Do you mean coat wise or structure?

I noticed my Sailor did not really come into coat until she was about 20 months old. Her litter mates came in earlier, but they spend a lot more hours outside, and they also get bathed once a week, while Sailor is an indoor dog and I am lucky if I can bathe her every two or three weeks.



Structure wise, I have heard people say their dog's chest has not dropped yet. I think that might happen at about 18 months.


----------



## bethlehemgolden (Aug 2, 2014)

cubbysan said:


> Structure wise, I have heard people say their dog's chest has not dropped yet. I think that might happen at about 18 months.

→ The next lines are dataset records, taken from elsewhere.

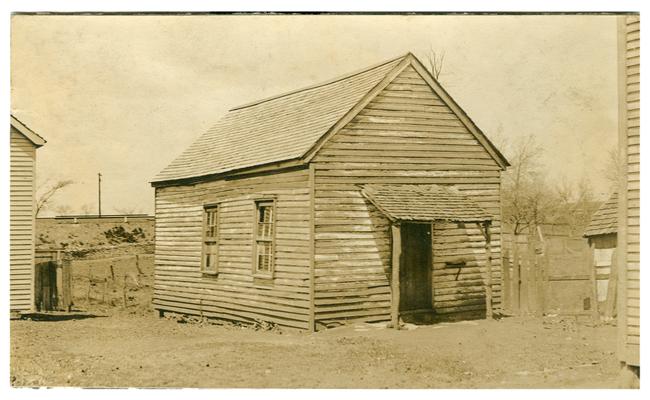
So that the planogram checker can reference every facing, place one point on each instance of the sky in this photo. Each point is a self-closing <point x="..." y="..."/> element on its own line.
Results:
<point x="124" y="95"/>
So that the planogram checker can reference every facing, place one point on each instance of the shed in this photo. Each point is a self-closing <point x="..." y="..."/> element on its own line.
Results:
<point x="23" y="145"/>
<point x="369" y="197"/>
<point x="601" y="235"/>
<point x="629" y="256"/>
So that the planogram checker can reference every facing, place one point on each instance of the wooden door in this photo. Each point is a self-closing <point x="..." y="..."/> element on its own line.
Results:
<point x="415" y="267"/>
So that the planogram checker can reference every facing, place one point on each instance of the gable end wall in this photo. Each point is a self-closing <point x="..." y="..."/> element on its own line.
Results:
<point x="406" y="134"/>
<point x="21" y="240"/>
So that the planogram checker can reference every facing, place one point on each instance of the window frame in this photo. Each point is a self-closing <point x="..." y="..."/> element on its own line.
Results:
<point x="256" y="207"/>
<point x="205" y="239"/>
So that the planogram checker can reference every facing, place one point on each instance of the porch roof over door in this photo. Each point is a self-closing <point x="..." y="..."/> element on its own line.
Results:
<point x="424" y="203"/>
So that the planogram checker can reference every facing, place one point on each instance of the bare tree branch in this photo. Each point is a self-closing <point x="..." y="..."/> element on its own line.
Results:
<point x="436" y="61"/>
<point x="47" y="195"/>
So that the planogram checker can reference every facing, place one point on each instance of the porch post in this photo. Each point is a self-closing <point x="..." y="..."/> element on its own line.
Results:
<point x="397" y="252"/>
<point x="488" y="265"/>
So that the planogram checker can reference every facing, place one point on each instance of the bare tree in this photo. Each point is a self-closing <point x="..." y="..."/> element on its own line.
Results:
<point x="435" y="60"/>
<point x="48" y="192"/>
<point x="574" y="204"/>
<point x="527" y="199"/>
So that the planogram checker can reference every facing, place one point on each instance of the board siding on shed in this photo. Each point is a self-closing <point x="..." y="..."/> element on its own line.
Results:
<point x="23" y="155"/>
<point x="234" y="294"/>
<point x="632" y="76"/>
<point x="405" y="135"/>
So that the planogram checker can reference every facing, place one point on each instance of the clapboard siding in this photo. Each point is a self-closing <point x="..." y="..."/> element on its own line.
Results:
<point x="234" y="294"/>
<point x="632" y="76"/>
<point x="406" y="134"/>
<point x="23" y="156"/>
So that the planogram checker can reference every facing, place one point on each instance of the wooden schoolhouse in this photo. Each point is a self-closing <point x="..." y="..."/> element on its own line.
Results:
<point x="629" y="207"/>
<point x="370" y="197"/>
<point x="23" y="145"/>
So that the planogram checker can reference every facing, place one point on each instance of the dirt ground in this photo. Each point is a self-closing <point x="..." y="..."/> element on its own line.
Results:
<point x="131" y="349"/>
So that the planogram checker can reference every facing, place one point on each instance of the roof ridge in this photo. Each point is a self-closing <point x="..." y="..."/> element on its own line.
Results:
<point x="325" y="83"/>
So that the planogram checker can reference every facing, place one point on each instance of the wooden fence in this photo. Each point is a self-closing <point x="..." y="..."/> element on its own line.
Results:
<point x="549" y="276"/>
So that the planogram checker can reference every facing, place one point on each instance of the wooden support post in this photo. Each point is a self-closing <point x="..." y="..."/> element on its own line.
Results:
<point x="124" y="291"/>
<point x="595" y="314"/>
<point x="59" y="300"/>
<point x="105" y="290"/>
<point x="516" y="279"/>
<point x="488" y="271"/>
<point x="137" y="264"/>
<point x="506" y="292"/>
<point x="610" y="303"/>
<point x="90" y="283"/>
<point x="397" y="252"/>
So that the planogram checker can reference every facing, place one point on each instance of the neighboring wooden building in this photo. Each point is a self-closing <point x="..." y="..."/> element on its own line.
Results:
<point x="366" y="197"/>
<point x="23" y="145"/>
<point x="629" y="204"/>
<point x="601" y="234"/>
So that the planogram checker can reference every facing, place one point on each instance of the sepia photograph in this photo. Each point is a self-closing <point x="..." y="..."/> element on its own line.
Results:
<point x="324" y="200"/>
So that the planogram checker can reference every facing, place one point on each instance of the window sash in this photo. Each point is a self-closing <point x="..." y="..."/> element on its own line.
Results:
<point x="210" y="248"/>
<point x="264" y="253"/>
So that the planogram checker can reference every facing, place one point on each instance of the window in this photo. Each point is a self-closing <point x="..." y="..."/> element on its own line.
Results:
<point x="210" y="240"/>
<point x="264" y="234"/>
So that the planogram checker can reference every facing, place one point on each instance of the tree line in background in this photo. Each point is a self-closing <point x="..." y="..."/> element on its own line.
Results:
<point x="48" y="191"/>
<point x="530" y="200"/>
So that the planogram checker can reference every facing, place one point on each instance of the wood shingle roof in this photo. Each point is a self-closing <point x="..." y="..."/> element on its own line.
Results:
<point x="424" y="203"/>
<point x="605" y="220"/>
<point x="277" y="129"/>
<point x="289" y="128"/>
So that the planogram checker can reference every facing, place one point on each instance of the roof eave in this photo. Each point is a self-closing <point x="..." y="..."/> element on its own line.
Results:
<point x="32" y="136"/>
<point x="482" y="138"/>
<point x="272" y="167"/>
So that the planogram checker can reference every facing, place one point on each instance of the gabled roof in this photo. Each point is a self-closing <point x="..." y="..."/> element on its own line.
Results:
<point x="32" y="136"/>
<point x="292" y="126"/>
<point x="605" y="220"/>
<point x="424" y="203"/>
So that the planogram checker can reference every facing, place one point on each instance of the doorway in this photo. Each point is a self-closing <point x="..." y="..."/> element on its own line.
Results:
<point x="415" y="268"/>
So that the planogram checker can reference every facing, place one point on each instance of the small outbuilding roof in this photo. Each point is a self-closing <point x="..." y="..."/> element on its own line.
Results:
<point x="424" y="203"/>
<point x="290" y="127"/>
<point x="605" y="219"/>
<point x="32" y="136"/>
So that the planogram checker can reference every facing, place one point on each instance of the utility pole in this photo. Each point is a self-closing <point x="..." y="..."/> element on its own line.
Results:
<point x="99" y="185"/>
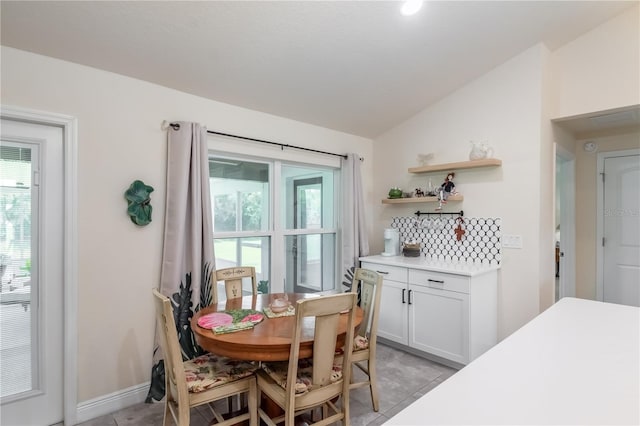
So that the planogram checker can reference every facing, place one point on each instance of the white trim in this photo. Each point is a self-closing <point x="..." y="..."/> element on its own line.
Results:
<point x="600" y="216"/>
<point x="111" y="403"/>
<point x="69" y="125"/>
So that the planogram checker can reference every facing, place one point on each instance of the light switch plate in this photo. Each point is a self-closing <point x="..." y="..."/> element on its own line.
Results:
<point x="512" y="241"/>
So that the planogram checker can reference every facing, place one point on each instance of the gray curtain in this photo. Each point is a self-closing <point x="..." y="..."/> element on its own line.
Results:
<point x="355" y="242"/>
<point x="187" y="256"/>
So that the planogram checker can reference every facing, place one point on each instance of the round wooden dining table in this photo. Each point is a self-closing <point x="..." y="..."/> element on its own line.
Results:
<point x="270" y="339"/>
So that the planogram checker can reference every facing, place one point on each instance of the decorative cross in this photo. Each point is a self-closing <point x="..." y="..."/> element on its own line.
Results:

I'm looking at his structure. His chest just isn't there.


----------



## Kmullen (Feb 17, 2010)

NO, nothing can be done to make his structure better. If it was there at 7-8 weeks, then it will come back eventually.


----------



## bethlehemgolden (Aug 2, 2014)

This was him at 7 1/2 weeks. Thank you for calming me down.


----------



## Kmullen (Feb 17, 2010)

bethlehemgolden said:


> This was him at 7 1/2 weeks. Thank you for calming me down.



Yes this is the bag over the head age! I bet he will even look better at 9-10 months. He was a very nice puppy, so that is good.


----------